Divorziare in Italia Anche se Vivi all’Estero: Guida Completa per Italiani nel Mondo
Posso divorziare in Italia anche se vivo all’estero?
Questa è una delle domande più frequenti che ricevo da italiani residenti fuori dall’Italia, oppure da coppie internazionali con legami giuridici o familiari con il nostro Paese.
La risposta è sì, ma con alcune condizioni da rispettare.
In questo articolo – il primo della serie “Legally Connected”, pensata per chi ha legami con l’Italia ma vive altrove – esploriamo quando e come si può ottenere il divorzio in Italia da residenti all’estero, spiegando anche gli aspetti pratici, legali e digitali del procedimento.
Perché il divorzio in Italia è possibile anche per chi vive fuori?
Viviamo in un mondo sempre più interconnesso.
Le coppie si sposano in Italia e si trasferiscono all’estero, oppure sono formate da partner di nazionalità diverse. In molti casi, anche dopo essersi spostati fuori, permangono legami giuridici, patrimoniali o familiari con l’Italia: immobili, figli, cittadinanza italiana.
E quando una relazione finisce, nasce spontanea la domanda:
“In quale Paese posso divorziare?”
Divorzio in Italia dall’Estero: Requisiti e Giurisdizione
L’Italia può accettare una domanda di divorzio anche se entrambi i coniugi vivono all’estero, a patto che esista uno dei seguenti criteri di collegamento:
Almeno uno dei coniugi è cittadino italiano;
Il matrimonio è stato celebrato in Italia;
La residenza coniugale (ultimo domicilio comune) era in Italia;
Uno dei due vive ancora in Italia (in questo caso il collegamento è ancora più forte).

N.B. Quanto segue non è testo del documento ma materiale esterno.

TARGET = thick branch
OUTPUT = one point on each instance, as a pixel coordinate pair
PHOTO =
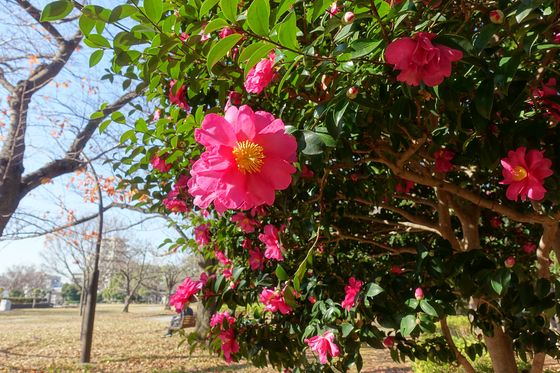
(71, 160)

In ambito europeo, entra in gioco il Regolamento Bruxelles II-ter (Reg. UE 2019/1111), che stabilisce quale Paese ha giurisdizione in caso di separazione e divorzio tra cittadini di Stati membri UE.
Nei casi extra-UE, la possibilità dipende da accordi bilaterali e dal riconoscimento della sentenza italiana nel Paese estero.
Come funziona il divorzio dall’estero? La procedura è digitale e semplificata
Oggi è possibile gestire gran parte del procedimento di divorzio in Italia senza dover rientrare fisicamente nel Paese. Grazie agli strumenti digitali e all’evoluzione normativa, puoi:
Nominare un avvocato in Italia tramite procura anche all’estero;
Firmare documenti con firma digitale;
Usare PEC (Posta Elettronica Certificata) per le comunicazioni ufficiali;
Scegliere la negoziazione assistita: una procedura stragiudiziale, veloce, sicura e interamente a distanza (se c’è accordo tra i coniugi).
Se invece manca l’accordo, si procederà in tribunale – ma anche questo, oggi, può essere gestito con modalità a distanza, tramite un legale di fiducia.
Attenzione ai casi complessi: figli, beni e doppie giurisdizioni
Quando ci sono figli minori, patrimoni condivisi in diversi Paesi, o un rischio di processi paralleli (es. uno in Italia e uno all’estero), la situazione richiede particolare attenzione.
È fondamentale sapere:
Quale legge si applica (italiana, estera o entrambe?);
Dove sarà riconosciuta la sentenza;
Come evitare conflitti di competenza, duplicazioni di procedimenti o sentenze non valide in altri Stati.
In questi casi è cruciale affidarsi a un avvocato esperto in diritto di famiglia internazionale, capace di costruire la strategia più adatta al tuo caso e ridurre i tempi e i costi del procedimento.
Perché scegliere il divorzio in Italia se vivi all’estero?
Divorziare in Italia può offrire alcuni vantaggi, se ci sono elementi di collegamento forti:
La lingua e la cultura legale possono essere più familiari;
L’applicazione del diritto italiano può risultare più favorevole (es. in tema di assegno, affidamento, regime patrimoniale);
Il riconoscimento automatico in altri Paesi UE facilita la gestione internazionale post-divorzio.